THAT job hopping is on the rise attests to the cyclical opportunities created by a tight labour market driven by the relentless search for talent. A buoyant market is good news, as is the fact that job hoppers are talented, which is why new employers hire them in the first place. Job hoppers in their early 20s typically represent a generation of Singaporeans confident of their market value, willing to take risks, and eager to make the most of opportunities while they last. However, many are tempted by the prospects of immediate pay increases and promotions, although reality often falls short of expectations. All of them have bought deeply into the idea that remaining employable requires willingness to change not just jobs but possibly also careers over a working lifetime.

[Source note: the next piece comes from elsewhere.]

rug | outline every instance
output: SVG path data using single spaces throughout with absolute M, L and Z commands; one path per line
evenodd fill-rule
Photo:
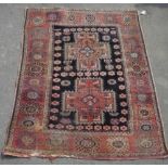
M 4 155 L 164 158 L 137 11 L 29 9 Z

In a sense, job hoppers inhabit the brash borders of a new economy where customary attachment to the employer has vanished along with the prospects of lifelong employment in a single company.
In that context, changing jobs is a way for younger workers to enhance their employability by broadening their job skills in a variety of firms occupying different sectors of the economy. Indeed, their adventurous attitude would be rewarded at the workplace, where technology is one of the forces breaking down traditional barriers and distinctions between various kinds of work and the skills and dispositions needed to carry them out. The new economy resembles horizontal territory, compared to the vertical silos in which workers once lived. To job hop is to do no more than to explore the new terrain, youth and daring in hand.
However, it would be unwise to stretch the analogy of exploration too far. If a frequent change of jobs allows workers to broaden their skills base, it also inhibits their ability to deepen those skills. As they grow older, depth progressively will matter more than breadth. Specialisation, born of sustained knowledge of the economic sector to which a company belongs and of its particular place in that scheme of things, is necessary for managers and other senior workers to make a lasting difference to corporate performance.
The flexibility gained from mobility in earlier years needs to be complemented with staying power, the incremental accumulation of skills, and commitment to a company's prospects which extends beyond short-term attempts to maximise one's own interests. The instincts honed by years of roaming need to be tempered by the realism of taking personal responsibility for the fortunes of a company. The ability to make the transition from a wandering worker to a dependable employee is critical to companies as they seek to climb the productivity ladder. On-job training will help to retain such workers.